Les cérémonies solennelles ont eu lieu à Zorgho (54 villages), Kaya (53 villages), et Yamba (10 villages), respectivement les 21, 23 et 30 mai 2013.
Chacune de ces cérémonies  a été marquée par la présence des plus hautes autorités administratives de la région, des élus locaux, des chefs coutumiers et religieux, de partenaires techniques et financiers ainsi que des foules enthousiastes. En plus des discours des officiels, les communautés, composées de représentants des communautés musulmane, chrétienne, coutumière ainsi que de représentants de femmes, de jeunes et d’enfants se sont exprimées sur l’importance de l’abandon de la pratique de l’excision afin d’assurer une meilleure vie aux petites filles. Tous ont dit « non à la pratique de l’excision » au Burkina Faso, et se sont engagés publiquement à accélérer son abandon.

De façon spécifique, les chefs coutumiers ont promis des sanctions coutumières à quiconque pratiquera dorénavant l’excision dans leurs royaumes. Des scènes symboliques de dépôts de matériel d’excision ont été réalisées ainsi que des danses et manifestations populaires.

Ces déclarations ont été rendues possibles grâce au travail incessant de l’ONG partenaire Mwangaza Action qui met en œuvre, depuis 2009, le programme « Yamwekre » qui a conduit  à la prise de conscience au sein des populations, sur les situations de violation des droits de la fille et de la femme dans les 117 villages qui ont déclaré l’abandon.

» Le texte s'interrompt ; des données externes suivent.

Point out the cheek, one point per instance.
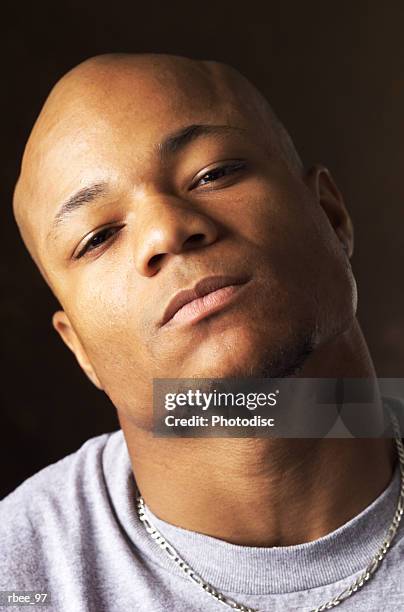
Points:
(107, 319)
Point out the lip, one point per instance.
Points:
(220, 290)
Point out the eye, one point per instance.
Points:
(219, 172)
(97, 240)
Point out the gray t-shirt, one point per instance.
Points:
(72, 531)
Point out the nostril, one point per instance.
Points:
(155, 259)
(194, 239)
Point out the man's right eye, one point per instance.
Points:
(97, 240)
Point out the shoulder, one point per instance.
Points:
(40, 516)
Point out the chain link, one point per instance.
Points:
(332, 603)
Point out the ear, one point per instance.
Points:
(320, 182)
(63, 326)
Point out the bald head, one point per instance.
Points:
(99, 93)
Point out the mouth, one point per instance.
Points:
(209, 295)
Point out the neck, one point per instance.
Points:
(255, 491)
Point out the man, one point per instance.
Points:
(144, 176)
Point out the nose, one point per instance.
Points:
(168, 227)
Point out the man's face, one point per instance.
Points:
(159, 218)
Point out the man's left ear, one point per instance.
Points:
(63, 326)
(320, 182)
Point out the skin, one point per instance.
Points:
(285, 228)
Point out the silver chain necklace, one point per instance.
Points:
(338, 599)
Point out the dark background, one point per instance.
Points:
(333, 72)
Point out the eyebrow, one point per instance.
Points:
(171, 145)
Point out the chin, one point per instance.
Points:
(241, 354)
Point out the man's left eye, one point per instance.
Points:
(219, 172)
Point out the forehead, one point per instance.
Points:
(96, 124)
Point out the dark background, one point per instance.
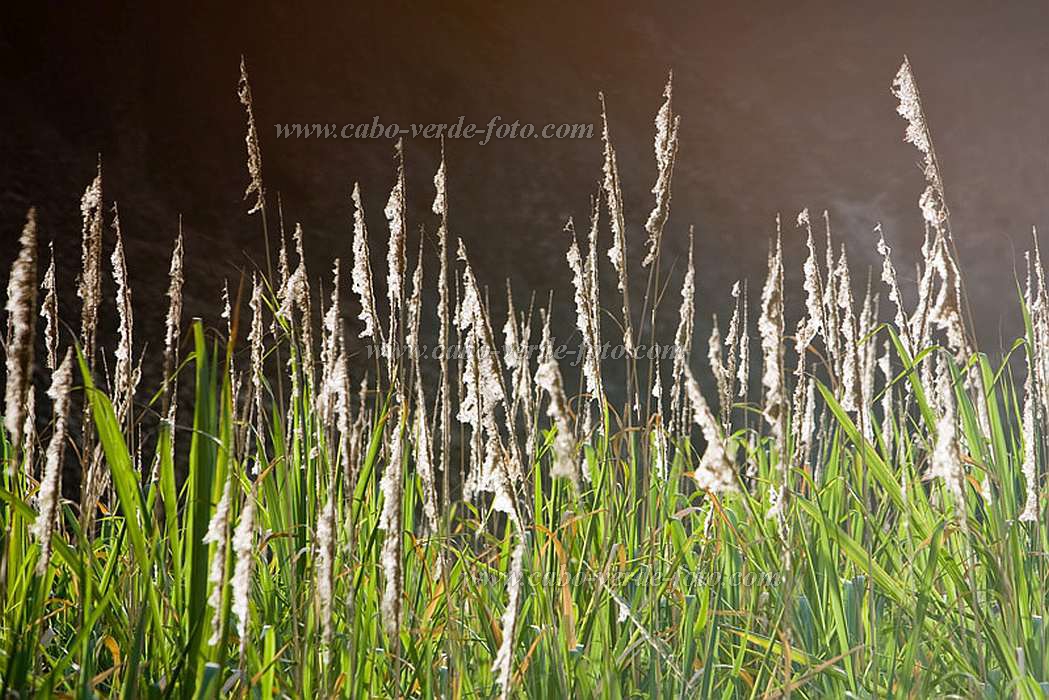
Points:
(783, 106)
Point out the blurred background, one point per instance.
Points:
(783, 106)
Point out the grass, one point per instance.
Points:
(828, 566)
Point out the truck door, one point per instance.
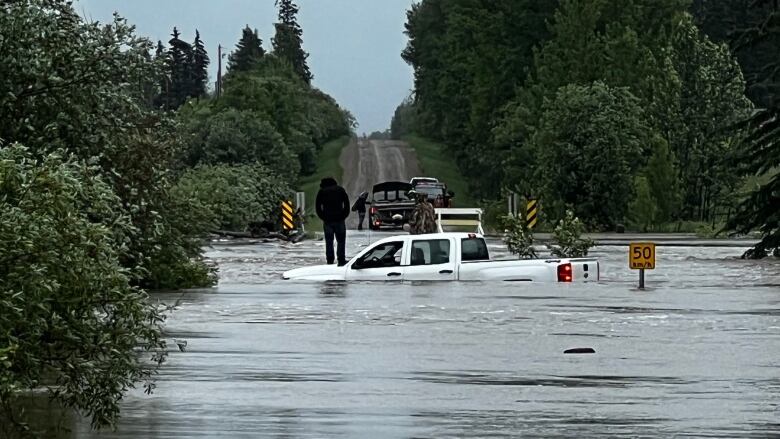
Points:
(380, 263)
(431, 259)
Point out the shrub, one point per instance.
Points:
(519, 240)
(70, 320)
(231, 197)
(567, 238)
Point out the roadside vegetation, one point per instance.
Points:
(115, 162)
(624, 112)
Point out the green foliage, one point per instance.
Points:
(482, 88)
(248, 54)
(267, 115)
(643, 209)
(403, 122)
(589, 143)
(234, 137)
(567, 238)
(231, 197)
(70, 321)
(82, 88)
(517, 237)
(288, 41)
(660, 177)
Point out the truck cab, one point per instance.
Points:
(447, 257)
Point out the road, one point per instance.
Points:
(368, 162)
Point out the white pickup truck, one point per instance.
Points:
(445, 257)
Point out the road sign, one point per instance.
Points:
(641, 256)
(287, 216)
(532, 213)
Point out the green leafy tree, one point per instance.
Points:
(518, 238)
(589, 144)
(288, 41)
(231, 197)
(70, 320)
(567, 238)
(643, 209)
(88, 99)
(660, 178)
(235, 137)
(249, 51)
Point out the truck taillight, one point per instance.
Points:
(564, 273)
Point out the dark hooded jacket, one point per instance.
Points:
(332, 202)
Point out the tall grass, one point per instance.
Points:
(435, 161)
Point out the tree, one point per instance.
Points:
(589, 144)
(70, 320)
(660, 180)
(288, 41)
(180, 63)
(249, 51)
(199, 68)
(643, 211)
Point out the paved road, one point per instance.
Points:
(368, 162)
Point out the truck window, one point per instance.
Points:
(473, 249)
(383, 255)
(430, 252)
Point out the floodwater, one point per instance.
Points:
(696, 354)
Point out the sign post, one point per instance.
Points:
(532, 213)
(288, 221)
(641, 256)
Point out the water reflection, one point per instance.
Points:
(696, 355)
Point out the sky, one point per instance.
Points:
(354, 45)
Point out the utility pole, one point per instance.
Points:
(219, 71)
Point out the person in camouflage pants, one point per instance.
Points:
(423, 218)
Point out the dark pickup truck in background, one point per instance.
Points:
(390, 205)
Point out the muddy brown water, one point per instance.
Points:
(697, 354)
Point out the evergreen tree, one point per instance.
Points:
(161, 56)
(288, 41)
(249, 51)
(180, 60)
(199, 68)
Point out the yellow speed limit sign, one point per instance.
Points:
(642, 256)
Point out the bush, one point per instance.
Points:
(70, 320)
(519, 240)
(567, 238)
(231, 197)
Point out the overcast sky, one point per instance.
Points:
(354, 45)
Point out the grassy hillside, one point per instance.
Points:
(327, 166)
(436, 162)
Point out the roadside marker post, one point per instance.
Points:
(532, 213)
(641, 256)
(288, 221)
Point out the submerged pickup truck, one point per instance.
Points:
(445, 257)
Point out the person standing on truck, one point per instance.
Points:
(360, 208)
(333, 209)
(423, 219)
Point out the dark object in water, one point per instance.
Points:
(580, 351)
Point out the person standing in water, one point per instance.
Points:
(333, 209)
(360, 208)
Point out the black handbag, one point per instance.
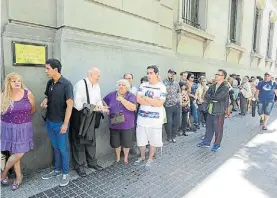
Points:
(254, 107)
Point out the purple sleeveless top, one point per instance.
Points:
(20, 112)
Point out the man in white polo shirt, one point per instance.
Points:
(151, 97)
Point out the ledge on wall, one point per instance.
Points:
(183, 29)
(269, 62)
(258, 56)
(235, 47)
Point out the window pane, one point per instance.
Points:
(233, 22)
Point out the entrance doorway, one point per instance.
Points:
(197, 75)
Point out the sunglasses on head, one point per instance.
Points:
(218, 74)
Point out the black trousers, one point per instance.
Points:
(185, 121)
(82, 153)
(173, 115)
(214, 126)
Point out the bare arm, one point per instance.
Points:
(31, 99)
(154, 102)
(141, 100)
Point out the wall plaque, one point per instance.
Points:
(29, 54)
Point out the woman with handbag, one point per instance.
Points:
(185, 107)
(202, 104)
(122, 105)
(17, 107)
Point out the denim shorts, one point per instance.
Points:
(265, 107)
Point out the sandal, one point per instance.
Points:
(5, 181)
(15, 186)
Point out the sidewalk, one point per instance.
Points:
(246, 166)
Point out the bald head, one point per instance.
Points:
(94, 75)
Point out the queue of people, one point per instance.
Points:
(73, 114)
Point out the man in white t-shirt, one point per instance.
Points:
(151, 96)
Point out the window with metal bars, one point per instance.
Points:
(256, 29)
(191, 13)
(269, 38)
(233, 22)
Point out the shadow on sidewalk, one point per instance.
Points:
(178, 170)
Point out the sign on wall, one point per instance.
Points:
(29, 54)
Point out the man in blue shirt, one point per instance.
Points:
(265, 94)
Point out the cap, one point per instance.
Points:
(171, 71)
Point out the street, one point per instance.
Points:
(246, 166)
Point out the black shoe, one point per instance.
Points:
(81, 172)
(96, 167)
(264, 128)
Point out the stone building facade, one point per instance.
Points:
(120, 36)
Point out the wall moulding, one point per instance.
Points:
(257, 56)
(273, 17)
(261, 4)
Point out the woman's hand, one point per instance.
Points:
(63, 128)
(44, 103)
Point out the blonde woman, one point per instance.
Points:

Ainsi on compte 53 communes de Kaya et de Boussouma dans la province du Sanmatenga, 54 communes de Zorgho, de Boudry et de Zoungou dans la province du Ganzourgou , 10 villages de la commune de Yamba dans la province du Gourma.

Cette prise de conscience collective a été effective grâce aux multiples activités d’animation de séances éducatives opérées par des animateurs communautaires présents en permanence au sein des communautés et intervenant en langue locale sur les droits humains, la santé de la reproduction, l’hygiène, l’excision et la protection de l’enfant.

© UNICEF Burkina Faso/2013/Yameogo D.
La cérémonie a été marquée par la présence des chefs coutumiers et religieux, maillon important et influent de la communauté

Suite à l’animation de ces séances éducatives, les communautés de ces 117 villages se sont engagées, dans chaque village, à renoncer et à dénoncer dans leur contrée toute pratique allant à l’encontre de la promotion du droit et de la santé de la fille et de la femme, à commencer par l’excision. Cet engagement a été pris de manière solennelle sous la forme d’une Déclaration Publique dans chaque village. Cette déclaration publique décidée conjointement par les femmes et les hommes relève de la responsabilité de la communauté toute entière de la zone d’intervention.

Les déclarations publiques d’abandon des mutilations génitales féminines constituent un maillon important des approches basées sur la théorie des normes sociales que l’UNICEF prône pour traiter les questions notamment de l’excision et de mariage d’enfants.

La théorie des normes sociales a pour objectif général de contribuer à l’élimination de la pratique de l’excision. Elle est de plus en plus prisée pour l’abandon durable de l’excision, car très ancrée dans des valeurs sociales, croyances et normes culturelles et très liée à des idées fortes sur l’identité, la sexualité, le genre, les droits de l’homme et le pouvoir. C’est pourquoi, cette théorie promeut l’approche holistique pour la promotion des droits humains dont les droits de l’enfant et de la femme. C’est un élément constructif et majeur des systèmes de protection de l’enfant qui contribue substantiellement à l’abandon de l’excision et du mariage précoce.

Dans cette perspective, depuis 2009, l’UNICEF Burkina Faso a entamé un processus de diffusion de cette technique de communication et appuie le renforcement des capacités des intervenants gouvernementaux et non gouvernementaux dans l’utilisation de cette théorie à des fins de changement de comportements pour un plus grand respect des droits de l’enfant.

Aujourd’hui, grâce à l’appui du Programme Conjoint et de ses autres donateurs tels que les Comités nationaux, l’UNICEF a pu appuyer un nombre total de 304 villages des provinces les plus touchées par le phénomène, pour leur déclaration d’abandon de l’excision et leur engagement pour un plus grand respect des droits de l’enfant au Burkina Faso.